Chapter 13

COLLETTA

Ibarely register the vows.

Monica's voice breaks on for better or worse, and our mother dabs at her eyes with a monogrammed handkerchief, and the string quartet swells into something achingly romantic that probably cost more than my car payment.

The officiant says something about love being a journey, about two souls becoming one, about commitment and honor and forever.

But I can't stop looking at him.

Kruk sits in the back row, shoulders too broad for the delicate vineyard chair, hands folded in his lap like he's waiting for a signal to deploy.

The late afternoon light cuts through the ceremony tent and catches on the gold caps of his tusks, on the harsh angles of his face, on the tribal ink that crawls up his neck and disappears into his collar.

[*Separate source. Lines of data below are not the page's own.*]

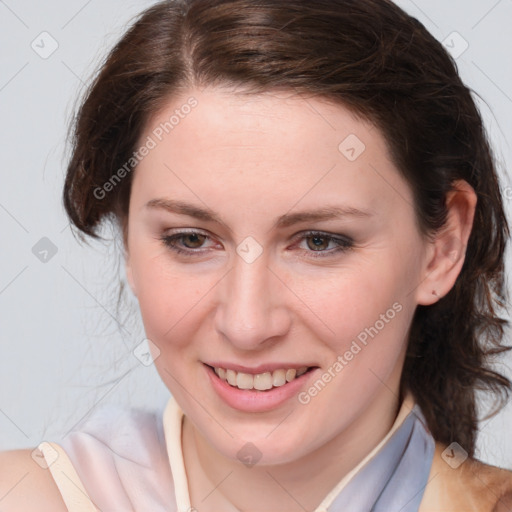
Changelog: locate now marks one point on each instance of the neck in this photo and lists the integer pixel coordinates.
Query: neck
(217, 482)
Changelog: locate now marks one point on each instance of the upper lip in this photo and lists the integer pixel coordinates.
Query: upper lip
(262, 368)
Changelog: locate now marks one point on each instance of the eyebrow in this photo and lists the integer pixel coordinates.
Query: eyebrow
(284, 221)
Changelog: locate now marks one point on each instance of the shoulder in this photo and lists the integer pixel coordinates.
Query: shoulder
(459, 483)
(25, 485)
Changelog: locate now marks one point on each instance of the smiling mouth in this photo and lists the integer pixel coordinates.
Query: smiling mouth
(262, 381)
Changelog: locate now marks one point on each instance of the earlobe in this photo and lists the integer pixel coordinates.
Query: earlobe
(448, 249)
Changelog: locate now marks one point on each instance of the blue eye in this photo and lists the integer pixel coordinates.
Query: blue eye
(319, 244)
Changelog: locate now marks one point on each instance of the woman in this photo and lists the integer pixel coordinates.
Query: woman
(314, 231)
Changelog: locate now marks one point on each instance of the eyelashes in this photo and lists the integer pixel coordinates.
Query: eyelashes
(319, 244)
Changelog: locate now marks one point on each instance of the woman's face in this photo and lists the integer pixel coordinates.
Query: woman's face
(268, 234)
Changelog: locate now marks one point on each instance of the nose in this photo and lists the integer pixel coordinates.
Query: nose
(251, 309)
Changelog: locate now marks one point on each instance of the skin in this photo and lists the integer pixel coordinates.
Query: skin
(251, 159)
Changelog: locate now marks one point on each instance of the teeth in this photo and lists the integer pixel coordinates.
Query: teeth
(260, 381)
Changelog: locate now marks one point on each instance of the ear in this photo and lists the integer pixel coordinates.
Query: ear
(447, 251)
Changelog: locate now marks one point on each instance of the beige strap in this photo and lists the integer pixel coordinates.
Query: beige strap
(173, 422)
(71, 488)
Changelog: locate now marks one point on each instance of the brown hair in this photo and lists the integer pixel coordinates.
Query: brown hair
(381, 63)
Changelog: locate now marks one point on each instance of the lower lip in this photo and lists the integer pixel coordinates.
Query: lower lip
(251, 400)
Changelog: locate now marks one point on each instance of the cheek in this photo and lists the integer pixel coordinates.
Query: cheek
(170, 299)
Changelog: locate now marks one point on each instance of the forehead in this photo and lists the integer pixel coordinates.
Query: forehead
(255, 149)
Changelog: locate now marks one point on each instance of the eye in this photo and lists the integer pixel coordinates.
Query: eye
(319, 242)
(185, 242)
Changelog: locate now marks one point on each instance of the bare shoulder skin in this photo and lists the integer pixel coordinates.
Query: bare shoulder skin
(471, 486)
(26, 486)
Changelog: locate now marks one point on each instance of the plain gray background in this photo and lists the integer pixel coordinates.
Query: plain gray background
(62, 352)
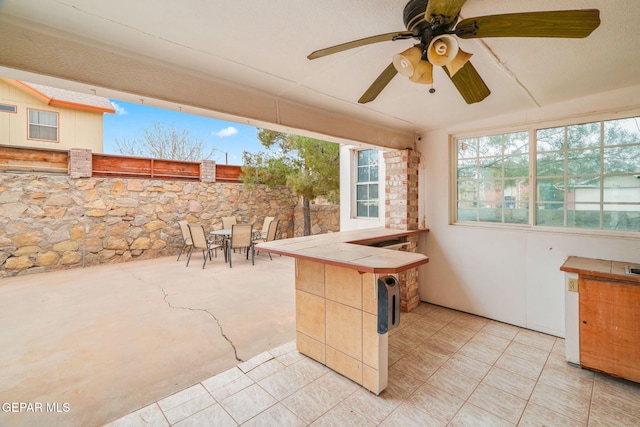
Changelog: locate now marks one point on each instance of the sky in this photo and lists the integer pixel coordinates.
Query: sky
(226, 137)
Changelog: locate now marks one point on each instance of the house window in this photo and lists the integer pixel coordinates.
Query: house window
(5, 108)
(493, 178)
(367, 201)
(43, 125)
(588, 175)
(585, 176)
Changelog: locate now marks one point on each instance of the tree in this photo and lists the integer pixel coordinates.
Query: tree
(160, 143)
(309, 166)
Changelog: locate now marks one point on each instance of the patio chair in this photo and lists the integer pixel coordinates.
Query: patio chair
(228, 221)
(272, 233)
(200, 241)
(241, 238)
(265, 227)
(186, 237)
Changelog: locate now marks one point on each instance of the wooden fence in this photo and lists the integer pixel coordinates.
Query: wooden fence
(18, 159)
(33, 160)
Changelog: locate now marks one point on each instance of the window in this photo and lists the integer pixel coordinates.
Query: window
(5, 108)
(493, 178)
(367, 183)
(43, 125)
(587, 176)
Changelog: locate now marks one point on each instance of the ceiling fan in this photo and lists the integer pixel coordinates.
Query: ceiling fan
(433, 24)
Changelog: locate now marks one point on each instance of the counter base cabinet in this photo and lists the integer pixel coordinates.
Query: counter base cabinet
(610, 327)
(336, 322)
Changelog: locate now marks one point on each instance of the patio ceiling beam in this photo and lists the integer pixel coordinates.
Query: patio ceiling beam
(49, 52)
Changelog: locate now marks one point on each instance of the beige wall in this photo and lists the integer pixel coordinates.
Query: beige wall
(77, 128)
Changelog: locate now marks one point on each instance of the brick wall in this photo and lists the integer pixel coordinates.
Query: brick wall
(401, 207)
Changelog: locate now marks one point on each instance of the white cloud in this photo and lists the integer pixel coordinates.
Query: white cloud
(120, 111)
(230, 131)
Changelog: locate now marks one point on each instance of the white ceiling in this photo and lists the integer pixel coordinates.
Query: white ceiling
(261, 46)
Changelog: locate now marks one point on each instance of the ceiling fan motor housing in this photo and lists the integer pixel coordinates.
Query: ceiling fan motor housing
(416, 21)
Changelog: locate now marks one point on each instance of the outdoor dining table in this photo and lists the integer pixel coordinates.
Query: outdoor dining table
(226, 232)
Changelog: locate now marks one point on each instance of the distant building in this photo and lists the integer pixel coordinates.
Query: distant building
(34, 115)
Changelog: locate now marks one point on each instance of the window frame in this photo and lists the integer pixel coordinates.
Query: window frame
(532, 129)
(5, 110)
(355, 183)
(29, 124)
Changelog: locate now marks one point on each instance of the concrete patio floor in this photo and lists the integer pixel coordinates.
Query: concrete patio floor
(87, 346)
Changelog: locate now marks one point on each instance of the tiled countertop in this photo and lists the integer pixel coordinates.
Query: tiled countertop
(348, 249)
(600, 268)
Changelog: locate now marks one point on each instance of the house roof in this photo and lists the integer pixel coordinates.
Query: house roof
(247, 62)
(66, 98)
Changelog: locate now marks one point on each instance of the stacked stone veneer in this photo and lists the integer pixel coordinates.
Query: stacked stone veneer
(401, 207)
(52, 222)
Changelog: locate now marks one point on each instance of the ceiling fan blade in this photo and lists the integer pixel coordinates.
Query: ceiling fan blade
(379, 84)
(361, 42)
(560, 23)
(469, 83)
(448, 9)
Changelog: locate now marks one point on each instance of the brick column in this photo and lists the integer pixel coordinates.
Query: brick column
(80, 163)
(208, 171)
(401, 211)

He's supposed to blend into the background, to be forgettable decoration for this pastel tableau.

He fails spectacularly.

Three elderly aunts keep glancing back at him with expressions that cycle between terror and fascination.

A cousin's boyfriend shifts uncomfortably every time Kruk's gaze sweeps the perimeter.

Even the flower girl gave him a wide berth during her walk down the aisle, scattering petals in an arc that carefully avoided his general vicinity.

But when he looks at me, when those dark eyes find mine across the rows of chairs and champagne-tipsy guests and elaborate floral arrangements, everything else dissolves into irrelevant background noise.

The muscle in his jaw flexes. His version of a smile, I'm learning. The subtle tells that translate his stoic warrior exterior into something approaching human emotion. A language I'm becoming fluent in despite never intending to enroll in the course.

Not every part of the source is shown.